The charter defines the organization, powers, functions and essential procedures of city government. The city’s first home rule charter was adopted in 1924, establishing the city council/city manager form of government Fort Worth uses today. The charter has been amended 13 times since adoption, most recently in 2006.

An 11-member task force, appointed by the City Council, presented its final recommendations in December. The Charter Review Task Force examined these questions:

  • Number of councilmembers. There currently are eight members plus the mayor. Due to Fort Worth’s population growth, the task force is recommending an increase to 10 members plus the mayor. The resolution appointing the task force called for the increase to become effective upon redistricting after the 2020 Census for a 2023 election.
  • Terms of office.
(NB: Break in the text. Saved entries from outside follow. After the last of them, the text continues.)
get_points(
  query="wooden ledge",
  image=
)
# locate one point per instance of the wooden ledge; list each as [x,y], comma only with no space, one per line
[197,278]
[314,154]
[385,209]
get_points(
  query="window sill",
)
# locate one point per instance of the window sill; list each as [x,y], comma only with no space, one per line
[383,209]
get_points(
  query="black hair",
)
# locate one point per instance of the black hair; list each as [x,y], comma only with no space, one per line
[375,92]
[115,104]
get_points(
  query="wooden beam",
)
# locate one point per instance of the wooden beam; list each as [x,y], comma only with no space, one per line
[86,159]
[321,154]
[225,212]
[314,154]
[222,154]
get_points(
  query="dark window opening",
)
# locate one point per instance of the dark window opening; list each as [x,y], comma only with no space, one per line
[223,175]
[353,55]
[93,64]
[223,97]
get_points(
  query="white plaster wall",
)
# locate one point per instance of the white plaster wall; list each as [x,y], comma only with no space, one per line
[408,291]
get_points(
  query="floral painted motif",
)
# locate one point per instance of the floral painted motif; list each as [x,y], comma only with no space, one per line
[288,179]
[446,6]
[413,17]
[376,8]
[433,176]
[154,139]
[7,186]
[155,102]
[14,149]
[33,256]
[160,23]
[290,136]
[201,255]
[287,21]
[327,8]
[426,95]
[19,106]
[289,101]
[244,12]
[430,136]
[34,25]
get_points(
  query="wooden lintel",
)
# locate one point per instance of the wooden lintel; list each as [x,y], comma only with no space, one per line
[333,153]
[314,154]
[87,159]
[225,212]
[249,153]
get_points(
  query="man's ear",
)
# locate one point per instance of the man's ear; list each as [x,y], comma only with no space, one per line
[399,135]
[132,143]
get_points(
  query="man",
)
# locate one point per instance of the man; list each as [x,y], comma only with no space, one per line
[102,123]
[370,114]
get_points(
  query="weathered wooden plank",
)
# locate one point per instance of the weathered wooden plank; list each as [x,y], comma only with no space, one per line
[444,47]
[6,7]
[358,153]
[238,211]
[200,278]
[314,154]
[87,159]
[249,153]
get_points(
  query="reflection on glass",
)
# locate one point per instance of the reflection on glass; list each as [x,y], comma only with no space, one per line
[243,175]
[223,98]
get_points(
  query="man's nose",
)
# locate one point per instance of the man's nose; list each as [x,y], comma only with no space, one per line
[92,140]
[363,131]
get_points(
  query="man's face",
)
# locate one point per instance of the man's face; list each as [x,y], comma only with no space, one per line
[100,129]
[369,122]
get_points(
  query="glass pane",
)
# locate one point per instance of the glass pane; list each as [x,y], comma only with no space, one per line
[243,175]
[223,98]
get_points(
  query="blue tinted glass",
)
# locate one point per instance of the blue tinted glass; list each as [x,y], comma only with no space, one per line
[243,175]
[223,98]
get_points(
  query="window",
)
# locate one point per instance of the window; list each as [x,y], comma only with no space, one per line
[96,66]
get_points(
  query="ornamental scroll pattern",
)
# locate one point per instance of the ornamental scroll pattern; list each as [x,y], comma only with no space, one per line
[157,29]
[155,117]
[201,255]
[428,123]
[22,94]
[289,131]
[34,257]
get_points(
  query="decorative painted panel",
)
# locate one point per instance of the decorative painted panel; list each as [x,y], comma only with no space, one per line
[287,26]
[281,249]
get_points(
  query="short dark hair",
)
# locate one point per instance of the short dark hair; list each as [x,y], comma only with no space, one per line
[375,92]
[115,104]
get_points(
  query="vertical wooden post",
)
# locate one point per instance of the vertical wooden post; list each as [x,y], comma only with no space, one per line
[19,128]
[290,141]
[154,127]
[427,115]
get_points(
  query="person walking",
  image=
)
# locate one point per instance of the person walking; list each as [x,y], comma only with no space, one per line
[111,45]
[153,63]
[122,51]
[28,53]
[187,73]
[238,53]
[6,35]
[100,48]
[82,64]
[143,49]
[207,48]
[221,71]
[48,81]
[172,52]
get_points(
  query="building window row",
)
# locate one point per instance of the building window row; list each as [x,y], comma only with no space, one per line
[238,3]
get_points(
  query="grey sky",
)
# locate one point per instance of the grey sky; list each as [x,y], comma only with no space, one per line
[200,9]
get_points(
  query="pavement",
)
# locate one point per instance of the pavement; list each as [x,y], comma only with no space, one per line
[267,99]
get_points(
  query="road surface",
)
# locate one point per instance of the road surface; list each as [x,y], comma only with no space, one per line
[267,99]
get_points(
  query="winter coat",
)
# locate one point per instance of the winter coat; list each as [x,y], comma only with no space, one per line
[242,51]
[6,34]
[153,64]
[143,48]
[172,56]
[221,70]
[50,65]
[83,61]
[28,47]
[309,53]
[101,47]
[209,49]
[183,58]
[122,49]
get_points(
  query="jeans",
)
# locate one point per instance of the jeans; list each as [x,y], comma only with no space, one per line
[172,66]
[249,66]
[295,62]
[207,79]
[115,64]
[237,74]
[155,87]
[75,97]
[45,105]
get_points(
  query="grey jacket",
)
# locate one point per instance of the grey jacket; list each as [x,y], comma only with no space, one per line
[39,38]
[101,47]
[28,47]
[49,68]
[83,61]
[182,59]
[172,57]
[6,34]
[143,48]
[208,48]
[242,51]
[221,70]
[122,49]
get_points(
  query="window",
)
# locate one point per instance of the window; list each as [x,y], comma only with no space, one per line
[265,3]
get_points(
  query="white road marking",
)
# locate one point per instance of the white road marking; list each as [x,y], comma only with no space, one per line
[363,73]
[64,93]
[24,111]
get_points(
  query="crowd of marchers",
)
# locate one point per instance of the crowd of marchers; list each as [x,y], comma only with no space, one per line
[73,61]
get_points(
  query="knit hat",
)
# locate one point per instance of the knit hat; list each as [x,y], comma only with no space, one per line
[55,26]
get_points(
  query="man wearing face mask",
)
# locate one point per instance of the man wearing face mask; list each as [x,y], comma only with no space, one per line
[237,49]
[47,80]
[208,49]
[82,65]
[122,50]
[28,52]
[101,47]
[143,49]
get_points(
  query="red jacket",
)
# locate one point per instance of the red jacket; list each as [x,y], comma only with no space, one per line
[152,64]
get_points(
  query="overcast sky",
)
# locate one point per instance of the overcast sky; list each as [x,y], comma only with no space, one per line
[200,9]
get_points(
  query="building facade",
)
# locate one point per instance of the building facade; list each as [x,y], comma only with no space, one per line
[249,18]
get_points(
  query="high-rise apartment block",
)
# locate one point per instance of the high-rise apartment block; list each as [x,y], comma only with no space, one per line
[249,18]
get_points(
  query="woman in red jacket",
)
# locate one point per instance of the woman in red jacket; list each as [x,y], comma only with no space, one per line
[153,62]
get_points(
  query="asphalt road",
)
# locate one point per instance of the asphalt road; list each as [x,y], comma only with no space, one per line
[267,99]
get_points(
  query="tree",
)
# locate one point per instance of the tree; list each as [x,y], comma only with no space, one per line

The task force recommended going from two-year terms to three years for all members.
  • Staggered or concurrent terms for councilmembers. Currently, terms are concurrent, meaning all members are up for election at the same time. The task force recommended continuing to elect all members concurrently.
  • Compensation for councilmembers. The current charter puts councilmembers’ pay at $25,000 annually, $29,000 for the mayor. The task force recommends increasing the salary of councilmembers to $45,000 and increasing the mayor’s salary to $60,000, effective Oct. 1, 2016.

In addition, the City Council is proposing eight technical amendments. These are aspects of the charter that are inconsistent with state law, use archaic language or include unused provisions.

The Council voted 8-1 to place the charter election on the May 7 ballot.

The city will conduct an outreach campaign this spring to educate voters on the proposed charter amendments.